EDUKASI PERAWATAN METODE KANGURU PADA BAYI BERAT LAHIR RENDAH

Apa itu Perawatan Metode Kanguru (PMK)?

Perawatan Metode Kanguru (PMK) adalah metode perawatan bayi dengan kontak kulit antara ibu dan bayi (skin to skin contact). Bayi ditempatkan di dada ibu sehingga memperoleh kehangatan alami dari tubuh ibu.

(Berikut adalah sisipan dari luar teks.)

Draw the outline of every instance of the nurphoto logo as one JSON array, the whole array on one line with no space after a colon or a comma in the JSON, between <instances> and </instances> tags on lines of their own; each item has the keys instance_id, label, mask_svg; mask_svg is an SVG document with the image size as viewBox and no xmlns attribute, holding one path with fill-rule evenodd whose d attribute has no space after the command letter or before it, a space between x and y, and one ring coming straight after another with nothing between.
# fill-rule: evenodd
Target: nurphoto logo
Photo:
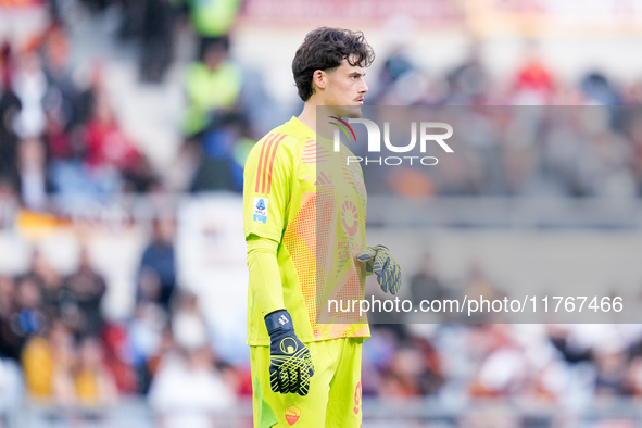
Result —
<instances>
[{"instance_id":1,"label":"nurphoto logo","mask_svg":"<svg viewBox=\"0 0 642 428\"><path fill-rule=\"evenodd\" d=\"M356 142L356 135L351 124L361 124L366 127L368 136L368 153L381 153L381 130L379 126L367 118L348 118L343 121L336 116L329 116L331 119L337 122L329 122L331 125L337 126L335 129L335 152L341 151L341 133L348 138L348 141L354 140ZM452 137L453 127L443 122L420 122L417 126L417 122L410 123L411 128L411 140L403 144L400 142L393 143L390 138L390 122L383 122L383 146L388 152L392 153L406 153L406 155L390 155L390 156L347 156L345 162L348 164L361 163L365 165L378 164L378 165L401 165L401 164L421 164L426 166L437 165L439 160L435 156L426 156L427 150L437 143L444 152L453 153L453 149L445 142L446 139ZM418 133L417 133L418 128ZM416 152L417 146L417 134L418 138L418 151L421 155L410 155L413 151Z\"/></svg>"}]
</instances>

Metode ini sangat dianjurkan terutama pada bayi dengan Berat Badan Lahir Rendah (BBLR).


Tujuan PMK

  • Menjaga suhu tubuh bayi tetap hangat.
  • Membantu keberhasilan pemberian ASI eksklusif.
  • Mempererat ikatan (bonding) antara ibu dan bayi.
  • Membantu meningkatkan berat badan bayi.
  • Mengurangi risiko infeksi.
  • Membantu bayi lebih tenang dan tidur lebih nyenyak.

 

Manfaat PMK bagi Bayi

  • Menjaga suhu tubuh tetap stabil.
  • Detak jantung dan pernapasan lebih teratur.
  • Meningkatkan keberhasilan menyusu.
  • Berat badan meningkat lebih cepat.
  • Mengurangi stres pada bayi.
  • Mengurangi risiko hipotermia.
  • Mempercepat proses pemulihan.

 

Manfaat PMK bagi Ibu

  • Meningkatkan produksi ASI.
  • Mempererat hubungan emosional ibu dan bayi.
  • Menambah rasa percaya diri dalam merawat bayi.
  • Membantu ibu lebih mengenali kebutuhan bayi.

 

Kriteria Bayi yang Dapat Dilakukan PMK

PMK dapat dilakukan apabila bayi:

  • Berat badan lahir rendah.
  • Kondisi umum stabil.
  • Dapat bernapas spontan.
  • Tidak memerlukan bantuan napas intensif.
  • Tidak mengalami gangguan berat yang memerlukan perawatan khusus.

 

Persiapan Sebelum PMK

  • Ibu mencuci tangan dengan sabun.
  • Gunakan pakaian yang longgar dan nyaman.
  • Bayi hanya menggunakan popok, topi, dan kaus kaki bila diperlukan.
  • Pastikan bayi dalam keadaan tenang dan sehat.

 

Cara Melakukan PMK

  1. Letakkan bayi tegak di dada ibu dengan posisi kulit bertemu kulit.
  2. Kepala bayi sedikit menoleh ke salah satu sisi.
  3. Leher bayi sedikit menengadah agar jalan napas terbuka.
  4. Kedua tangan dan kaki bayi dalam posisi seperti katak (frog position).
  5. Tutupi bayi dengan pakaian atau kain khusus PMK hingga hangat.
  6. Pastikan bayi tetap dapat bernapas dengan baik.
  7. Lakukan PMK selama mungkin atau sesuai anjuran tenaga kesehatan.

 

Hal yang Harus Diperhatikan

  • Pastikan wajah bayi selalu terlihat.
  • Hidung dan mulut bayi tidak tertutup kain.
  • Pantau warna kulit dan pernapasan bayi.
  • Bila bayi tampak sesak, kebiruan, tidak mau menyusu, atau suhu tubuh menurun, segera hubungi tenaga kesehatan.

 

PMK Sebaiknya Dihentikan Bila

  • Bayi mengalami kesulitan bernapas.
  • Bayi tampak sangat lemas.
  • Bayi mengalami penurunan kesadaran.
  • Terjadi perubahan warna kulit menjadi kebiruan.
  • Bayi memerlukan tindakan medis segera.